Es ist ein lauer Sommerabend am Anleger des Yacht Club de Monaco, als sich der Eigner auf eine Bühne direkt vor dem Heck seiner neuen Yacht stellt und beginnt, die Historie seines frischen Assets zu erzählen. Hinter ihm liegt „Seven Sins“, 52 Meter lang und einstiges Flaggschiff der Sanlorenzo-Werft, vor ihm stehen seine Freunde und eine Handvoll Pressevertreter. „Nach 39 Jahren“, berichtet der 74-jährige Belgier Hugo Verlinden, „bin ich wieder bei der Werft angekommen, auf der meine Yachtleidenschaft begonnen hat.“ Nach zwei kurzen Intermezzi bei anderen Herstellern, die er auf der Bühne verschweigt, aber später zum Besten geben wird, kauft Verlinden zusammen mit einem Freund 1978 eine 18,50 Meter lange Sanlorenzo. Zehn Jahre fährt er mit ihr durch das westliche Mittelmeer, bis er ein Upgrade benötigt und realisiert, dass Sanlorenzo damals nicht größer als 20 Meter baut. Verlinden kauft daraufhin quasi in seiner Nachbarschaft, bei Heesen in Oss, und erwirbt die 27 Meter lange „Bacino“, die er bald um fünf Meter verlängert und im Jahr 2005 durch die 41 Meter lange Heesen „Seven Sins“ ersetzt. Waren die Yachten für ihn bislang ein Privatvergnügen, macht er aus der ersten „Seven Sins“ dann quasi ein Business. Zusammen mit seinem Co-Eigner liegt der Fokus auf der Vercharterung. Wichtigste Regel: Kein Eigner nutzt die Yacht während der Hochsaison. „Natürlich“, so Verlinden, „verdienen Sie mit einer Yacht kein Geld. Wenn man richtig verchartert, kann man die Betriebskosten aber trotzdem sehr stark drücken.“ Eine zweite wichtige Regel lautet: Ist die Yacht für einen Eigner reserviert, gibt er sie im Falle einer Vercharterung an externe Gäste frei. Falls nicht, zahlt er die volle Charterrate.

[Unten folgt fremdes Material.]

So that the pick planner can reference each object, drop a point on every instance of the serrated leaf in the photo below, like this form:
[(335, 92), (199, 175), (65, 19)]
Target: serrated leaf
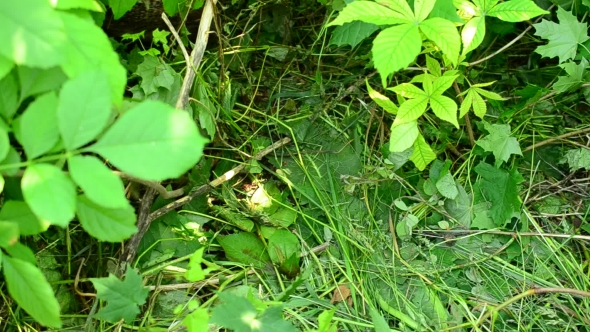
[(500, 188), (106, 224), (88, 48), (382, 100), (352, 33), (445, 35), (84, 108), (32, 32), (38, 126), (499, 142), (152, 141), (563, 37), (516, 10), (369, 12), (403, 136), (50, 194), (422, 154), (34, 80), (411, 110), (154, 74), (395, 48), (29, 288), (19, 212), (121, 7), (422, 9), (99, 183), (473, 33), (445, 108), (123, 297), (245, 248), (574, 79)]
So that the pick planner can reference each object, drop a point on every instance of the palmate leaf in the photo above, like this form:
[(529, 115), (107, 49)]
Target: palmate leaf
[(445, 35), (152, 141), (422, 154), (563, 37), (395, 48), (473, 33), (516, 10), (403, 136), (29, 288), (32, 32), (369, 12)]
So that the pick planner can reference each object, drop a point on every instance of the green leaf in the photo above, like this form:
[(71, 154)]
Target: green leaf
[(445, 35), (563, 37), (516, 10), (6, 66), (152, 141), (154, 74), (499, 142), (395, 48), (8, 97), (88, 48), (84, 108), (382, 100), (411, 110), (473, 33), (577, 159), (445, 108), (422, 154), (106, 224), (120, 7), (38, 126), (245, 248), (9, 233), (50, 194), (574, 78), (403, 136), (99, 183), (195, 272), (29, 288), (35, 81), (422, 9), (32, 32), (19, 213), (369, 12), (123, 297), (352, 33), (500, 188)]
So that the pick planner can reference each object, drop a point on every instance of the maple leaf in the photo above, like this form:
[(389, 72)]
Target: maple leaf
[(500, 188), (563, 37), (123, 297), (499, 142)]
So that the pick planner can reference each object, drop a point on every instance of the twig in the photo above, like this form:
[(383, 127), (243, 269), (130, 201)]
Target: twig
[(556, 138), (162, 191), (467, 120), (197, 54), (187, 58), (207, 187)]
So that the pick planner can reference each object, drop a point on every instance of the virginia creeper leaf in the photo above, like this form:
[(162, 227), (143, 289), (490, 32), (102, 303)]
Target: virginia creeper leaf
[(123, 297), (84, 108), (99, 183), (38, 126), (50, 194), (152, 141)]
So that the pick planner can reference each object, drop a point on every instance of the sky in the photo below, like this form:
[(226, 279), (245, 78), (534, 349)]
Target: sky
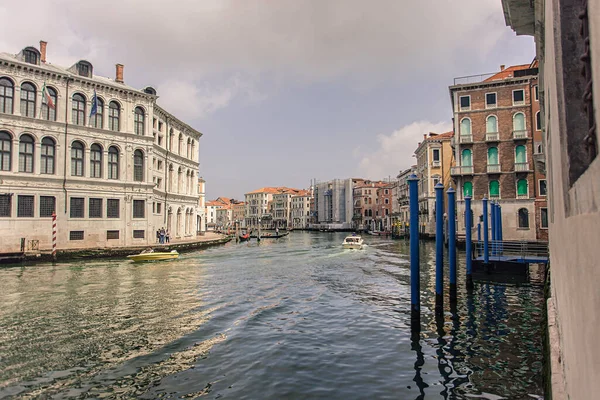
[(284, 91)]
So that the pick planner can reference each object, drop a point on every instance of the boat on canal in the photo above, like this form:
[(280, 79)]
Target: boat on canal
[(151, 255), (353, 242)]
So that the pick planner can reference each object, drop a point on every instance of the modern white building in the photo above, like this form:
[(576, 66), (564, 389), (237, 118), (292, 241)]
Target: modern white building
[(112, 177)]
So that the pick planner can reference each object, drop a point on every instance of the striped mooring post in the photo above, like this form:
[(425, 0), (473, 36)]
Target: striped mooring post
[(54, 236)]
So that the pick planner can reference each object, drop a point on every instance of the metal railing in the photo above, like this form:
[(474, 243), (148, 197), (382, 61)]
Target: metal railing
[(523, 250), (466, 138), (492, 137), (462, 170), (519, 135), (493, 168), (521, 167)]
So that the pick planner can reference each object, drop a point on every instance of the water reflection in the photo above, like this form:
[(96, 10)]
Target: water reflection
[(293, 318)]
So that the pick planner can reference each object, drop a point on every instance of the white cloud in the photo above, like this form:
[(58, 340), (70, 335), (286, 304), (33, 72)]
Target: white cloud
[(395, 150)]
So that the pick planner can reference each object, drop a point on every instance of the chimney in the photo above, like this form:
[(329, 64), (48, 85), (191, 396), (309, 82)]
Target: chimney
[(119, 74), (43, 50)]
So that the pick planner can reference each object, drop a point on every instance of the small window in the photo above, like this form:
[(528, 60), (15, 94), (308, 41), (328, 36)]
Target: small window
[(523, 216), (139, 209), (518, 97), (76, 235), (112, 208), (465, 103), (95, 208), (77, 207), (25, 206), (544, 217), (5, 205), (542, 191), (47, 206)]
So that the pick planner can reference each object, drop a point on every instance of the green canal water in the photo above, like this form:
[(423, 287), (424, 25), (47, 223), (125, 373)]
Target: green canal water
[(293, 318)]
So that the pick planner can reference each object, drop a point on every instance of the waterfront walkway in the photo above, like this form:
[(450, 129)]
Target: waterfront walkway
[(181, 244)]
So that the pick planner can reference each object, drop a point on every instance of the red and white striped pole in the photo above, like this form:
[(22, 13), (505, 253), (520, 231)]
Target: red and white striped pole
[(54, 236)]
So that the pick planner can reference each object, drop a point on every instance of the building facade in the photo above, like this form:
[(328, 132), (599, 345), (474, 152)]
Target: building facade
[(434, 161), (568, 50), (102, 173), (495, 120), (334, 204)]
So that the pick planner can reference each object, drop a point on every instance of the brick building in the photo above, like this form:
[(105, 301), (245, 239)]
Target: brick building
[(498, 130)]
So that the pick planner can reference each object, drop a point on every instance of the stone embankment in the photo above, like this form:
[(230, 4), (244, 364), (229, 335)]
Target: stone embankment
[(200, 242)]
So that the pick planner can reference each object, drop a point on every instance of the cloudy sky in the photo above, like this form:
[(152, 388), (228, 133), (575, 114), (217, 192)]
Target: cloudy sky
[(283, 90)]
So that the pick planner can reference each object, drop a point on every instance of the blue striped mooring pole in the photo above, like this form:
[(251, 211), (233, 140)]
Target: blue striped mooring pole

Exakt dieses System, nur mit zwei weiteren belgischen Teilhabern, setzt Verlinden – er selbst hält knapp 70 Prozent der Anteile – auf der neuen „Seven Sins“ um. Die Yacht, so hieß es vom Central Agent Yachting Partners International, sei zur Premieren-Saison bis auf eine kurze Periode im Herbst bereits ausgebucht. Selbst die Eigner der folgenden 52-Meter-Einheiten (Baunummer 2 und 3) von Sanlorenzo seien für die 270.000 Euro pro Woche nicht zum Zuge gekommen. Verlinden, so erzählt man sich später auf dem Event, sei ein begnadeter Marketingprofi, obwohl sein eigentliches Geschäft die Versicherungsbranche ist.

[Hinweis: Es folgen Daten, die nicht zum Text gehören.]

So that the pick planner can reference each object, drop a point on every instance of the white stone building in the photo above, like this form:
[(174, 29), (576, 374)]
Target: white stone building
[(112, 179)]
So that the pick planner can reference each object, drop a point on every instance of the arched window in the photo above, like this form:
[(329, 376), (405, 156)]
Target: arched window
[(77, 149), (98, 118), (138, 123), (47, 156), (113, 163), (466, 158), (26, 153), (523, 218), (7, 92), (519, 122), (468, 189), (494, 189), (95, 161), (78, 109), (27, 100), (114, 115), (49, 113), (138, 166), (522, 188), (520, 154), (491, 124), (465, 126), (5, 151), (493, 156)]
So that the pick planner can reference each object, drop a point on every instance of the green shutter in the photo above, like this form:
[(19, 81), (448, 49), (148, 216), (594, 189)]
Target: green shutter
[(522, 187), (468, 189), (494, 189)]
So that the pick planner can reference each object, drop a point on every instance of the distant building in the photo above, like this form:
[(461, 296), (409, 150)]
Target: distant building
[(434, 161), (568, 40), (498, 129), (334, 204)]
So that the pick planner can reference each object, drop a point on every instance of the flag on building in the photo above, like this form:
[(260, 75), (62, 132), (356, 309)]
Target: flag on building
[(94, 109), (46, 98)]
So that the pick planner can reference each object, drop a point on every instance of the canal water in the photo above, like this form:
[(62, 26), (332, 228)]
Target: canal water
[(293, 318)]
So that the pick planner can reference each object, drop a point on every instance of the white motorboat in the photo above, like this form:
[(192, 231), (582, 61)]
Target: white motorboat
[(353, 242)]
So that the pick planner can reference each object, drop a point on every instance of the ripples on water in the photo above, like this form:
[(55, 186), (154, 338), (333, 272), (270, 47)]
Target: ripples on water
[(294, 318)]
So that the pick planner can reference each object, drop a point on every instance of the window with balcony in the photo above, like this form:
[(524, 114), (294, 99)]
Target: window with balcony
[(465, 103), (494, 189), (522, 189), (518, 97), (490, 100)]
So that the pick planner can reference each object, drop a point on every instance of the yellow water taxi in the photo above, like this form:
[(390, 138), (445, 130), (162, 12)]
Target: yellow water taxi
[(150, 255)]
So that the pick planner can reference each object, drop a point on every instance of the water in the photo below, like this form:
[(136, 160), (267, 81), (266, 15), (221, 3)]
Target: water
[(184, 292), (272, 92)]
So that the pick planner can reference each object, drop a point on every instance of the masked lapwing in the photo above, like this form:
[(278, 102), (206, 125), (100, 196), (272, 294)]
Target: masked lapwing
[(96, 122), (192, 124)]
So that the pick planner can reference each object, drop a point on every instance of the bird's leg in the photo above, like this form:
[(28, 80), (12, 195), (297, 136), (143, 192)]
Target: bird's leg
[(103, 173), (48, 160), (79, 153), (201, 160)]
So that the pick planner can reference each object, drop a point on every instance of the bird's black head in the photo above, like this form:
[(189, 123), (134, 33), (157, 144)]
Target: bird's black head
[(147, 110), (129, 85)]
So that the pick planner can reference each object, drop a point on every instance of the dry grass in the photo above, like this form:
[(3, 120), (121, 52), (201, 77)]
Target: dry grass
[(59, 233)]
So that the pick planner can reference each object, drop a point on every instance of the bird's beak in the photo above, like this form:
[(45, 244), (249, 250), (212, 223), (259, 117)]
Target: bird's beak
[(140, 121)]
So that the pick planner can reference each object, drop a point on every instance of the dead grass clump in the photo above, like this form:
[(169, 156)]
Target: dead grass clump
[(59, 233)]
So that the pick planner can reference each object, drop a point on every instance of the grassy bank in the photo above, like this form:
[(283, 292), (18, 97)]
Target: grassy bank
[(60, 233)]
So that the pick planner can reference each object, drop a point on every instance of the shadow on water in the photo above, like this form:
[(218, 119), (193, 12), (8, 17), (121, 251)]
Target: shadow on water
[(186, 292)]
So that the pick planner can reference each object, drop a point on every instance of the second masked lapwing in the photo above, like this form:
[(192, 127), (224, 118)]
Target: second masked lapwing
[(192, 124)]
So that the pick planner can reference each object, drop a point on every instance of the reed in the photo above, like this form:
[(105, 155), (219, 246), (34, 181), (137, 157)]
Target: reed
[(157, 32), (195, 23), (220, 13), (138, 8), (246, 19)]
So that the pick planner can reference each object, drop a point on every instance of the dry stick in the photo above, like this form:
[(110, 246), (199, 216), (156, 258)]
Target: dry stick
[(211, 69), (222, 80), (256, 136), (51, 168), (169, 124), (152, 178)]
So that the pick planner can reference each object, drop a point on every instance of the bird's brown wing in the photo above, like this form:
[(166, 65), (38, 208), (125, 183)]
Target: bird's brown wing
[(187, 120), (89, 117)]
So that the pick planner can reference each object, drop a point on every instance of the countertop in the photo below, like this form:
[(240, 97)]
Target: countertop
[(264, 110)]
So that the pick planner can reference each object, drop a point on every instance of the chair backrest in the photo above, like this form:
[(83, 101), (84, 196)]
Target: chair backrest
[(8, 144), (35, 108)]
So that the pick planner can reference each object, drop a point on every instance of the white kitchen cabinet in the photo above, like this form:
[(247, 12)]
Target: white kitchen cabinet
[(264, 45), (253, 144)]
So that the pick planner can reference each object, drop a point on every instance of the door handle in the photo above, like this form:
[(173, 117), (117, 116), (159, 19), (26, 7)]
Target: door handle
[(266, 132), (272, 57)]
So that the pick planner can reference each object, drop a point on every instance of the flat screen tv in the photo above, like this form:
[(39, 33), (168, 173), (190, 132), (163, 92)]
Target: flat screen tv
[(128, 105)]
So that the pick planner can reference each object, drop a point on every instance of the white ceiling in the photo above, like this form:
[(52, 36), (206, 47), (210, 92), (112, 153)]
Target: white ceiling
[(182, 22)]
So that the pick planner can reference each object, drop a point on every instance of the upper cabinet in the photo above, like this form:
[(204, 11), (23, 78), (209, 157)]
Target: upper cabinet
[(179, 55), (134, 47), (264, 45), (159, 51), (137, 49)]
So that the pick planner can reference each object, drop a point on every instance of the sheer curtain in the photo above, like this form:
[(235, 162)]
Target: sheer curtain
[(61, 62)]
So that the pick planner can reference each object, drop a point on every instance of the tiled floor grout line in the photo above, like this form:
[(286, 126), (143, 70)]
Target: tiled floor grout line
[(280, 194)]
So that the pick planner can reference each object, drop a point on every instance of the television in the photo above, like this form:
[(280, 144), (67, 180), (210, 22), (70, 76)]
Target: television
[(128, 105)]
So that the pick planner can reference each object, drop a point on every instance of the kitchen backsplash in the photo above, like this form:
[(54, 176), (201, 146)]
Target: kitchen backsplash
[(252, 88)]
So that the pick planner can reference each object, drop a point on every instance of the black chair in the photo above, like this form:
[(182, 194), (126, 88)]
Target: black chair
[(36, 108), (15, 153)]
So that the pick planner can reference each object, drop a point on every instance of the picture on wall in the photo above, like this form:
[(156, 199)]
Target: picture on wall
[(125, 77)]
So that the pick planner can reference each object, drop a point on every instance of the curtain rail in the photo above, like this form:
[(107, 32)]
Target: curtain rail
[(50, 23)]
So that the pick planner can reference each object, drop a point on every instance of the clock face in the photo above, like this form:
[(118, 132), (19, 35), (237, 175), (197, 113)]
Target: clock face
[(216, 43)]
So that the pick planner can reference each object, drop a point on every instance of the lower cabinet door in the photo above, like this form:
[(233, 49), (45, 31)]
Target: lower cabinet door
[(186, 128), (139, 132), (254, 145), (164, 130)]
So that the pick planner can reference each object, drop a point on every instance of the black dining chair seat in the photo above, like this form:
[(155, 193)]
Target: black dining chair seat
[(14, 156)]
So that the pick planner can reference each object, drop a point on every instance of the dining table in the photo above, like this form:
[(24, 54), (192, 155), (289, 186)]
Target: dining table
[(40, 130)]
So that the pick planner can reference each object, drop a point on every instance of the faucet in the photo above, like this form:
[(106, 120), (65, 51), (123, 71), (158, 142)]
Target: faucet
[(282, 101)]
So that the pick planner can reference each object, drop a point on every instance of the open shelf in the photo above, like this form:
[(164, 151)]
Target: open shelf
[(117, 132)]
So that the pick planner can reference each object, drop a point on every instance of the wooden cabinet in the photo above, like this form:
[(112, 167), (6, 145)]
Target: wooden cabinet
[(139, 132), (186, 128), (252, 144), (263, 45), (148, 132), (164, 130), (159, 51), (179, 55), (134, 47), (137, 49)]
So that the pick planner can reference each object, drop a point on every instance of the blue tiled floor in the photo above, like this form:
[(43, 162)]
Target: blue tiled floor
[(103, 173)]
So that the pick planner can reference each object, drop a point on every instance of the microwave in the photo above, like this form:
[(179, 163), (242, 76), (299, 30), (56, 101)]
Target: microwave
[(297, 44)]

Dem vermeintlichen Hype gehen wir nun gemeinsam mit Sandro Chiavetta von Sanlorenzo auf den Grund. Auf seiner Visitenkarte steht „Chief Designer Superyacht“; unter der kreativen Regie von Mauro Micheli (Officina Italiana Design) hat Chiavetta das Konzept und die Gestaltung der „Seven Sins“ mitentwickelt. Trotz ihrer Länge von 52 Metern besitzt diese bislang größte Sanlorenzo einige typische Exteriormerkmale, über die auch etliche kleinere Einheiten der Werft verfügen. Dass gegenüber am Kai eine SL 118 liegt, macht den Vergleich sehr einfach. Auffällig ist etwa die gemeinsame lange Fensterfront vom Salon bis in den Bugbereich, das schwarze Hardtop mit seinen schwarzen Domen und der geduckte, eher sportliche Aufbau der Yachten.

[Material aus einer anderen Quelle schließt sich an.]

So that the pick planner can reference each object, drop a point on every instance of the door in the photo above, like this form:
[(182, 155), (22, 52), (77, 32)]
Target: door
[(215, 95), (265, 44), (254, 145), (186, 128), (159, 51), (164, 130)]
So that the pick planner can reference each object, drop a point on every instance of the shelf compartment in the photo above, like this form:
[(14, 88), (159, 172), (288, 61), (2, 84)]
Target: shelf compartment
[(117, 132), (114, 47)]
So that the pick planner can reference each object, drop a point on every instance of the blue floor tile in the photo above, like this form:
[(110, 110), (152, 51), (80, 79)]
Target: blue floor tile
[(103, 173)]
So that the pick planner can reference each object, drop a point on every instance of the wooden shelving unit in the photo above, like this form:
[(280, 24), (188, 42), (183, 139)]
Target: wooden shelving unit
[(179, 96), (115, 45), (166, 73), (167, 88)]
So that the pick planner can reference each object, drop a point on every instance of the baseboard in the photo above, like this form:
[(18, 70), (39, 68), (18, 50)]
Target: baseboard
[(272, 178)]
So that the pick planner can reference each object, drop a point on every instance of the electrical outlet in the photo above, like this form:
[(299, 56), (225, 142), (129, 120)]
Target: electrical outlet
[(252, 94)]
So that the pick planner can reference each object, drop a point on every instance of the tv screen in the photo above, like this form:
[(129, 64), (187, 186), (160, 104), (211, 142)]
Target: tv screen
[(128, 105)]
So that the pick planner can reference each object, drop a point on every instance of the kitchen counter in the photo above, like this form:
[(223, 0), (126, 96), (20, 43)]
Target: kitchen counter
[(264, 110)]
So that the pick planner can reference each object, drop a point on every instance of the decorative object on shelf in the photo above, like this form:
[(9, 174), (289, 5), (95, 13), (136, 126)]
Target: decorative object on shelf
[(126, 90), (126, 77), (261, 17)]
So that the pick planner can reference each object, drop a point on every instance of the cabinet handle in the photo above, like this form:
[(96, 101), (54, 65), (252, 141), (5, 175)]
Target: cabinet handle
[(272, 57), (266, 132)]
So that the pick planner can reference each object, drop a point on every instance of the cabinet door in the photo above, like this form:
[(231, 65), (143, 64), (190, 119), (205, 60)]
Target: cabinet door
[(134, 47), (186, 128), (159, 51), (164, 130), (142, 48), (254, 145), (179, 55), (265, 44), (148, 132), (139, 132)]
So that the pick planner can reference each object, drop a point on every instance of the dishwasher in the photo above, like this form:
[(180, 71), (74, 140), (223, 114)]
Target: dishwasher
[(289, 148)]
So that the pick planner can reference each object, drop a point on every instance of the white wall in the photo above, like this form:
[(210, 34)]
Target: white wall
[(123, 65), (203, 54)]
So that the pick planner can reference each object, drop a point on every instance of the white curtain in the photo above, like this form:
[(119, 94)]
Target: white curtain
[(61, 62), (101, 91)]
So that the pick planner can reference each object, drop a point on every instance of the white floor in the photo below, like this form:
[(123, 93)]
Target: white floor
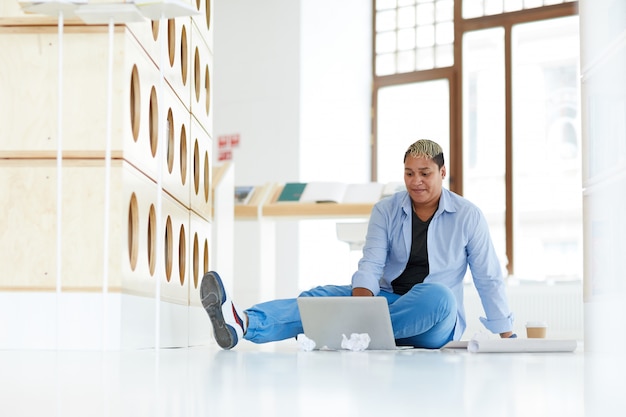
[(279, 380)]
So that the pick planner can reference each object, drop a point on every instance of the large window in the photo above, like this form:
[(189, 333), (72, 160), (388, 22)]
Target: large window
[(511, 125)]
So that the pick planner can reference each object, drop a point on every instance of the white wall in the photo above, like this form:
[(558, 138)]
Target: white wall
[(293, 78), (256, 86)]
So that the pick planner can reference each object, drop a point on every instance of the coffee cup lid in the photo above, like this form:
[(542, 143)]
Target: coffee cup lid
[(536, 324)]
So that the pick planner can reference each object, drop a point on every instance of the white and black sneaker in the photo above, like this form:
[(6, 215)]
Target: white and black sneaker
[(228, 323)]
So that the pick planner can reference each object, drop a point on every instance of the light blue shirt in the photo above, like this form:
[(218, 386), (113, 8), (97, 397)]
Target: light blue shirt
[(458, 237)]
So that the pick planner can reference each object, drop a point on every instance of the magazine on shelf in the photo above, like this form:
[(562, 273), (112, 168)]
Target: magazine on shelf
[(243, 193)]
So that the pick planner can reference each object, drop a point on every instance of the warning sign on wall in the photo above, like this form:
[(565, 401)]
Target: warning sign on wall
[(225, 145)]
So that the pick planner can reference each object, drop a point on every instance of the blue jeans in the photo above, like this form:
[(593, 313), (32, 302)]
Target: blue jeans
[(424, 317)]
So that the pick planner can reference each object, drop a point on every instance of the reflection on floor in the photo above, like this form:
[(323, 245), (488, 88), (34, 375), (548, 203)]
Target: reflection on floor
[(278, 380)]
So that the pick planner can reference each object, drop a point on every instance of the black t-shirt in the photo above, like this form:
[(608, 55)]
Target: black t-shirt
[(417, 266)]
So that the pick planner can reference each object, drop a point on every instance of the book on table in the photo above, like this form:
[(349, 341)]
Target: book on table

Schon nach den ersten Schritten auf der Passerelle wird eines der Markenzeichen von „Seven Sins“ offensichtlich: Im Heck des Hauptdecks installierte die Werft einen äußerst veritablen Pool, der rund 11.000 Liter fasst, einen gläsernen Boden besitzt und damit zum Skylight für den darunterliegenden Beachclub wird. Warum ist darauf noch niemand gekommen?, entfährt es dem Reporter. Chiavetta schmunzelt, und seine selbstbewusste Antwort erfordert eigentlich keine weitere Nachfrage. „Nun“, sagt er, „we are italian.“
Doch dann berichtet er trotzdem von der Inspiration, die von der wesentlich größeren Yacht eines Mitbewerbers ausging. „Ich sah davon die Zeichnungen, die einen enormen Pool auswiesen“, sagt er. „Die Realität hatte damit dann nicht mehr allzu viel gemein. Der Pool war wesentlich kleiner geraten, zudem gab es nur eine klappbare Terrasse. Ich dachte mir, das können wir eventuell besser.“ Wir steigen nun einige Stufen hinab und gelangen in den wahrscheinlich spektakulärsten Raum auf „Seven Sins“. Das durch den Pool gefilterte Sonnenlicht taucht den Beachclub in ein weiches Licht, auf drei Seiten ist der Rumpf geöffnet und bietet damit drei verschiedene Terrassen, wenn die Yacht vor Anker liegt. Wir sitzen in Sesseln von Roda mittig unter dem Pool und können die Multifunktionalität des Bereichs nur erahnen.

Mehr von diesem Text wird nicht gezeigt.